王都を離れてもう半月、最初はお姉様に会いたくて寂しくて馬車の中で何度も泣いたけれどもう大丈夫です。パフェを食べたら立派にスパイをしてみせます。ここに来る途中、お姫様が隣国にスパイをしに行くお話を読みました。どきどきハラハラの素敵なお話です。あんな風に格好良く私も頑張ります。十一歳の子供なら大丈夫怖くない!って言い聞かせてます。
お姉様も頑張ってお金を返すんだもの。アマレッティだって頑張ります。
ただ、お菓子につられてしまわないかが心配です……だって相手はヴァロアスイーツなんです。しかも直営店のカフェには限定のパフェだけじゃなく、月に一度だけ、プリン・ア・ラ・モードっていう幻のメニューが出るそうなんです……! さっきお隣の人がそうお話してました。プリンとアイスクリームと果物、クリームも乗ったとっても豪華なものだって……しかもしかも、毎回限定のアクセサリーがついているんです! いつメニューになるのかも分からないんだそうです。

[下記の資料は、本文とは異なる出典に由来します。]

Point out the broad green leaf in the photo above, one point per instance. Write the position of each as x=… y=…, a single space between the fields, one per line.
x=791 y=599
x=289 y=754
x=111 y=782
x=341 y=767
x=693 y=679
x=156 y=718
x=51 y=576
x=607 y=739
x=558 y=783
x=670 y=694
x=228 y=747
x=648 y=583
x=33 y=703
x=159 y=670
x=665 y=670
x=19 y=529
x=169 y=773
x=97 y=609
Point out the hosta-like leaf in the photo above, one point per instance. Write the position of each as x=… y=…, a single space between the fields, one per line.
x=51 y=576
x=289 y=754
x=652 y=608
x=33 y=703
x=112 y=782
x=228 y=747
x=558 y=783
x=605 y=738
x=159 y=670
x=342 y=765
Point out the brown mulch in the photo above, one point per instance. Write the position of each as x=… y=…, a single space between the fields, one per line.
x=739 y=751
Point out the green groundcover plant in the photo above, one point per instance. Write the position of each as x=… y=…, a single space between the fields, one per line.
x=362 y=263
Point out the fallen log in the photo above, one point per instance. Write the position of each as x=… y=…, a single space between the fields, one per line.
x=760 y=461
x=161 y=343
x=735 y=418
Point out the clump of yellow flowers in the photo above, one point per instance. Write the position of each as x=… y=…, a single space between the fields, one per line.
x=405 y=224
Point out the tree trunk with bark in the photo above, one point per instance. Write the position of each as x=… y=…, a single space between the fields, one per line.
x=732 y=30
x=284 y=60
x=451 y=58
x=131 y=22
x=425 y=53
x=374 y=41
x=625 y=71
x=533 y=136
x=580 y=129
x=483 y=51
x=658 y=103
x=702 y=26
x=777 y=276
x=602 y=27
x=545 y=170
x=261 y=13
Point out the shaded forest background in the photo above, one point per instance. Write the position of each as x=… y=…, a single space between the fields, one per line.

もしそのプリン・ア・ラ・モードを食べさせてやるから正体をみせろって言われたら私、どうしたらいいんでしょうか。そこだけが本当に心配です。想像しただけで負けそうです。
もうそろそろパフェがくると思うので、おしまいにします。またヴァロア公爵家のお屋敷に着いたらすぐお手紙しますね。お姉様もお手紙して下さい。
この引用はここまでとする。